I'm still very new to the backend, so I might be getting this wrong, but one reason I can think of for having a separate instruction for MOV32r0 is to specify that it clobbers EFLAGS, whereas MOV32ri does not.

If we expanded MOV32ri in expandPostRAPseudo instead, there would be no guarantee that the instruction isn't in a place where EFLAGS is live. We could check for that situation and not use xor, but I think that would be a pessimization.

Does that make sense?

hans updated this revision to Diff 42544.Dec 11 2015, 10:54 AM

Get the value right when re-materializing with mov.

DavidKreitzer added inline comments.Dec 11 2015, 3:33 PM
lib/Target/X86/X86InstrCompiler.td
270

I certainly can't argue with the logic that what you are adding is consistent with MOV32r0. And from that perspective, I think your patch is fine the way it is. I just wonder if using MOV32ri universally and having a late expansion that chooses between the many possible implementations is a better long term direction.

I understand your point about the EFLAGS clobber, but note that the pessimism works both ways. The MOV32r0 prevents transformations that would make EFLAGS live across it, e.g. to remove a redundant compare. We'd probably prefer to remove the redundant compare & use "mov $0, %eax" to generate the 0 than leave the redundant compare & use "xor %eax, %eax". (Of course, you could specifically check for MOV32r0 and convert it to MOV32ri when the transformation happens just like X86InstrInfo::rematerialize is doing, but you could do the same sort of thing with the MOV32ri representation.)

lib/Target/X86/X86InstrInfo.cpp
2475

I like this improvement, thanks!

hans added inline comments.Dec 14 2015, 5:03 PM
lib/Target/X86/X86InstrCompiler.td
270

I don't really like the idea of having a pseudo instruction expand in (too many) different ways, but I also feel I don't have enough experience in the backend to argue my case very well :-)

Already, I would have preferred to just do this with patterns, but I think we need the pseudo instruction for rematerialization to work.

But to have a generic MOV32ri that would expand to different things seems like it's almost working against the code generator somehow. For example, how can it get scheduled effectively?

Also, checking whether EFLAGS is live wouldn't be very efficient. For example, X86InstrInfo::isSafeToClobberEFLAGS only considers a few instructions in each direction for efficiency. I would much prefer to have EFLAGS taken into account when choosing to use the instruction.

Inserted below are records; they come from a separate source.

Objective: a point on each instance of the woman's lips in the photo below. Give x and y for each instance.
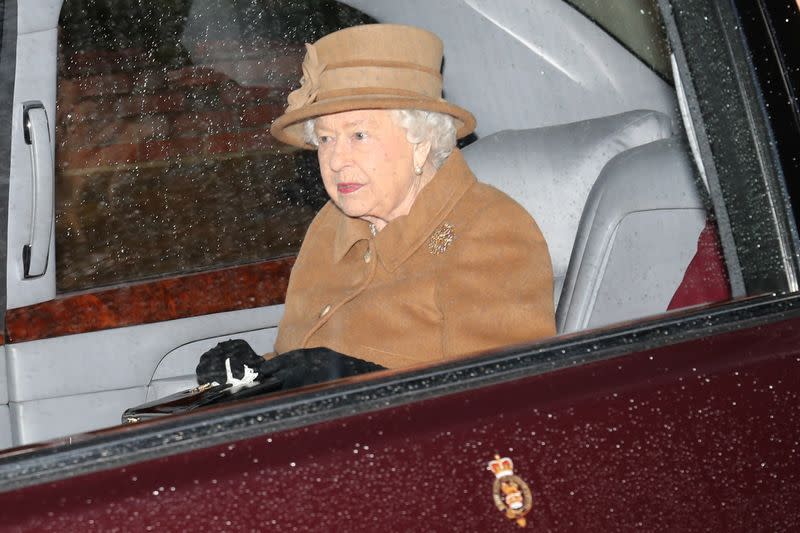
(347, 188)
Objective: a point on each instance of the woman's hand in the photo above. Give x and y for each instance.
(212, 366)
(294, 369)
(314, 365)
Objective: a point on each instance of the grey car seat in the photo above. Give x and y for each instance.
(551, 170)
(636, 237)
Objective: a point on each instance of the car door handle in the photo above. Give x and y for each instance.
(37, 136)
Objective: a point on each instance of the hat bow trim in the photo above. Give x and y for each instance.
(309, 83)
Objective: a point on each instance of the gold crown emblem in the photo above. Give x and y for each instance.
(501, 466)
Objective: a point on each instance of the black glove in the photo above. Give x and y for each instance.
(212, 363)
(313, 365)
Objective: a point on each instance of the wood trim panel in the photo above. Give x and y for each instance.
(229, 289)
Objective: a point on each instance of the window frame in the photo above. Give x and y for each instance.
(120, 446)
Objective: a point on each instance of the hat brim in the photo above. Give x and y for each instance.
(288, 128)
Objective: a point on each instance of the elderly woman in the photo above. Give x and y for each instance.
(413, 260)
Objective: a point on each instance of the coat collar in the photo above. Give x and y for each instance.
(404, 235)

I still prefer the current patch. We could later add another pseudo for the push/pop lowering with minsize, and then try to figure out the best way to handle 64-bit.

DavidKreitzer added inline comments.Dec 15 2015, 6:34 AM
lib/Target/X86/X86InstrCompiler.td
270

That works for me. Your concern about EFLAGS is definitely justified. And this is small enough in scope that we can easily make changes, if necessary.

This revision was automatically updated to reflect the committed changes.